# Hello Everyone.



## ejd53 (Oct 2, 2015)

Just wanted to introduce myself and my CZs. I have two, a P-01 and a RAMI. Both have been to Cajun Gun Works for David's Spa Treatment and boy are they dressed up and looking for some place to go. Actually they go where I do, as I carry both . Here are a couple of pictures.

P-01








RAMI








They shoot pretty well, too. This is the RAMI two handed from 10 yards, 14 rounds to the center of mass and 10 rounds to the head (ammo was American Eagle 124 gr FMJ).

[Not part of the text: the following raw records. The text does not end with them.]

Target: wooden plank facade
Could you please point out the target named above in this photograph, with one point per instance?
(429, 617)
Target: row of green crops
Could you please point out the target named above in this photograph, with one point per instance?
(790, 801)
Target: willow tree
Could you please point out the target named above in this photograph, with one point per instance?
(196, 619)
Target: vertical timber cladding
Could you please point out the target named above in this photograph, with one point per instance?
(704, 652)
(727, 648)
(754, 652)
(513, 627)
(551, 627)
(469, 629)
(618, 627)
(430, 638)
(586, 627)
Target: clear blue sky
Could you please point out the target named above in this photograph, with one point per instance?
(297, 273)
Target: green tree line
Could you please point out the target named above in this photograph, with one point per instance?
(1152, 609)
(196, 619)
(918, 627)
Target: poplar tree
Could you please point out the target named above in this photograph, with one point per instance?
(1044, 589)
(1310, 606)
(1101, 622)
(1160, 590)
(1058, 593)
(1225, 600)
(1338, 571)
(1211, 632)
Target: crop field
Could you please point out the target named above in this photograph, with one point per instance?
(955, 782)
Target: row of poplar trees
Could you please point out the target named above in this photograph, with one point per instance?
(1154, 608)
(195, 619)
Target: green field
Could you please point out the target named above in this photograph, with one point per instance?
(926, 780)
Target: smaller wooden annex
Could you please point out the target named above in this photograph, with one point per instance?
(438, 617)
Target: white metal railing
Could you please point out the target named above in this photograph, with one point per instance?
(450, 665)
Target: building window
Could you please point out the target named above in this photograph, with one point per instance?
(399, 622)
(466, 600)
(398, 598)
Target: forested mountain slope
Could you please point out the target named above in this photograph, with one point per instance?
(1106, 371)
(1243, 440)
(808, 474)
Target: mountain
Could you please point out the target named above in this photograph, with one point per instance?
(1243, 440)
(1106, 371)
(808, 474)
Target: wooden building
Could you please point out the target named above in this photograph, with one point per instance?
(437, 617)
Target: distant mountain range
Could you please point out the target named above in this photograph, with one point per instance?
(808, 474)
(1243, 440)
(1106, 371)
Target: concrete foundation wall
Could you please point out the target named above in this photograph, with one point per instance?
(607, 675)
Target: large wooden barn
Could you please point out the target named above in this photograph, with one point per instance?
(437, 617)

Easy to carry and shoot and extremely accurate; what's not to love about them.


----------



## high pockets (Apr 25, 2011)

Welcome to the forum! :smt039


----------



## BigAl73 (Jun 14, 2015)

Welcome to the group. I love the CZ's as well and have the P07 that shoots and feels as good as any handgun I have ever owned.


----------



## BackyardCowboy (Aug 27, 2014)

howdy and welcome


----------



## Cait43 (Apr 4, 2013)




----------



## berettatoter (Sep 1, 2011)

Nice looking pistols! Welcome to the site! :mrgreen:


----------



## bluedog46 (Jan 29, 2015)

Welcome. I have a cz p-07


----------



## Goldwing (Nov 5, 2014)

Welcome aboard!

GW


----------